During World War II, American GIs took their favorite pairs of denim pants overseas, guarding them against the inevitable theft of valuable items. When the war was over, massive changes in society signaled the end of one era and the beginning of another. Denim pants became less associated with workwear and more associated with the leisure activities of prosperous post-war America.



How did the word "jeans" come to mean pants made out of denim? There are two schools of thought on this one. The word might be a derivation of "Genoese," meaning the type of fustian pants worn by sailors from Genoa, Italy. There is another possible explanation: jean and denim fabrics were both used for work wear for many decades, and "jeans pants" was a common term for an article of clothing made from jean fabric. Before 1873, Levi Strauss used to buy "jeans pants" from the Eastern part of the United States to sell in California. When the popularity of jean gave way to the even greater popularity of denim for work wear, the word "jeans" was still used as the term for the denim version of these pants.

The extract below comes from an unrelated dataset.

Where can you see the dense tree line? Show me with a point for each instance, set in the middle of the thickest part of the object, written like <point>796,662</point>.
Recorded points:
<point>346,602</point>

In 1964 a writer for American Fabrics said, "Throughout the industrialized world denim has become a symbol of the young, active, informal, American way of life. It is equally symbolic of America's achievements in mass production, for denim of uniform quality and superior performance is turned out by the mile in some of America's biggest and most modern mills. Moreover, what was once a fabric only for work clothes, has now also become an important fabric for play clothes, for sportswear of all types." By the next decade, the trade papers made comments such as: "Jeans are more than a make. They are an established attitude about clothes and lifestyle."

This attitude could be seen very clearly in the "decorated denim" craze in the 1970s, which included beaded, embroidered, painted and sequined jeans appearing on streets from California to New York and abroad. Personalizing one's jeans was such a huge trend in the United States that Levi Strauss & Co. sponsored a "Denim Art Contest" in 1973, inviting customers to send in pictures of their decorated denim. The company received 2,000 entries from 49 of the United States, as well as from Canada and the Bahamas. The winning garments were sent on an 18-month tour of American museums and some of them were purchased by Levi Strauss & Co. for the company archives.

Denim Meets the 21st Century







American Fabrics magazine predicted back in 1969 that denim would become a fashion statement for many occasions when it said, "What has happened to denim in the last decade is really a capsule of what happened to America. It has climbed the ladder of taste."



Born in Europe, denim's function and adaptable form found a perfect home in untamed 19th century America with the invention of jeans.

Denim gives us a little bit of history every time we put it on.